Unless you are an accountant by trade, it's likely you'll need some outside guidance and insight as you start and grow your company.

Your business success depends on many factors. Managing your money well and understanding your finances are two of the most critical.

Unless you are an accountant by trade, it’s likely you’ll need some outside guidance and insight as you start and grow your company.

Getting help from an accountant can benefit your business in a number of ways:

• An accountant can inform you of legitimate ways to reduce your tax liability.

• An accountant can ensure you’re aware of reporting requirements and deadlines. (If you’re not in compliance, you might have to pay fines.)

• An accountant can assist you in filing your taxes (saving you time and sparing you headaches).

• An accountant can provide suggestions that might help you run your business more profitably. 

Just as when you contract any other type of professional to help you move your business forward, you should be choosy when selecting an accountant.

According to Bruce Mitchell, SCORE mentor and chairman of SCORE’s Lake of the Ozarks Chapter, “Your first step should be to build a short list of accountants that you would consider ‘partnering’ with, because that’s exactly what you are doing by hiring a business accountant.”

Mitchell suggests your list only include accountants and accounting firms that meet the following criteria:

• They have experience in your line of business.

• They reside in your state and/or city.

• They come highly recommended by someone or some source that you trust.

• They are large enough to handle your business requirements in a timely manner, BUT not too large to get to know you and your business on a personal level.

• They do tax work as well as weekly/monthly/quarterly/yearly reporting, according to acceptable accounting practices. 

“From this short list, you should set up interview meetings with each.
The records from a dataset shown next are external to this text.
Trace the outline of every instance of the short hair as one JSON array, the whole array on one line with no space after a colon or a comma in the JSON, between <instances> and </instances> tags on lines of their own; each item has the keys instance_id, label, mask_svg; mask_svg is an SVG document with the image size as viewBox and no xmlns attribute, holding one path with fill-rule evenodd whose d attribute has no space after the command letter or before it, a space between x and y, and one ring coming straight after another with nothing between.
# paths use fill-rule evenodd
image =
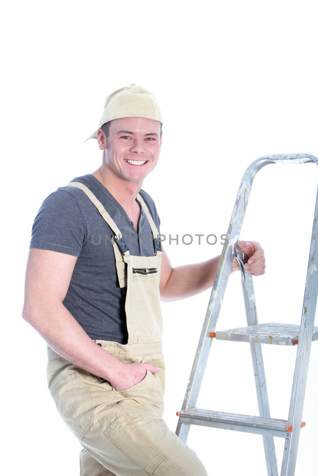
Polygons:
<instances>
[{"instance_id":1,"label":"short hair","mask_svg":"<svg viewBox=\"0 0 318 476\"><path fill-rule=\"evenodd\" d=\"M103 124L102 126L102 130L105 134L106 139L108 139L109 137L109 128L111 126L111 124L113 121L112 120L109 120L108 122L105 122ZM160 122L160 139L161 139L161 136L162 135L162 122Z\"/></svg>"}]
</instances>

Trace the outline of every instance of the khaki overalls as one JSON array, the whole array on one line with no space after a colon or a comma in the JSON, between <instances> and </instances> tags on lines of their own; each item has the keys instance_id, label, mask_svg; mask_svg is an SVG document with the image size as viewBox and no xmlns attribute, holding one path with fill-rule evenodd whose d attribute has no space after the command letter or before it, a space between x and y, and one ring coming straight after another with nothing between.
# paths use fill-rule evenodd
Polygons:
<instances>
[{"instance_id":1,"label":"khaki overalls","mask_svg":"<svg viewBox=\"0 0 318 476\"><path fill-rule=\"evenodd\" d=\"M206 476L195 453L162 418L162 251L149 211L138 194L151 227L156 255L132 256L123 238L118 239L122 235L116 224L91 190L80 182L68 185L83 190L113 230L119 284L123 288L127 286L127 344L94 341L123 362L150 362L161 369L155 374L147 370L141 381L127 390L116 390L108 381L77 367L47 346L49 389L61 417L83 446L80 475Z\"/></svg>"}]
</instances>

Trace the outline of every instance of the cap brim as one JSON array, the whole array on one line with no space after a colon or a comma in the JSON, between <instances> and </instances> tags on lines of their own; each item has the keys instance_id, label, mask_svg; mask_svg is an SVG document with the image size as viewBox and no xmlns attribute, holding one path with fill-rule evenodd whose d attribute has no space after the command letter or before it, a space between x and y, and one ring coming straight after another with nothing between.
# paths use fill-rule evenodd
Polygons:
<instances>
[{"instance_id":1,"label":"cap brim","mask_svg":"<svg viewBox=\"0 0 318 476\"><path fill-rule=\"evenodd\" d=\"M103 124L102 125L103 125ZM95 130L93 132L93 133L92 134L92 135L90 136L89 137L88 137L87 139L85 139L85 140L84 141L84 142L86 142L89 139L97 139L97 132L98 132L99 129L100 129L101 127L102 127L102 126L99 126L98 128L96 129L96 130Z\"/></svg>"}]
</instances>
For the interviews, you should develop a list of items you wish to judge each candidate by,” explains Mitchell. “Also apply a simple grading scheme to give candidates a score of 1-3 or 1-5 for each criterion. Include ‘price for service’ among the judging criteria, but don’t make it the number one factor when deciding on which accountant to hire. After all interviews are completed and all grading is reviewed, your top choices should be apparent.”

If you need help creating your list of potential accountants, consider asking your local SCORE chapter or chamber of commerce for names of reputable professionals within your community.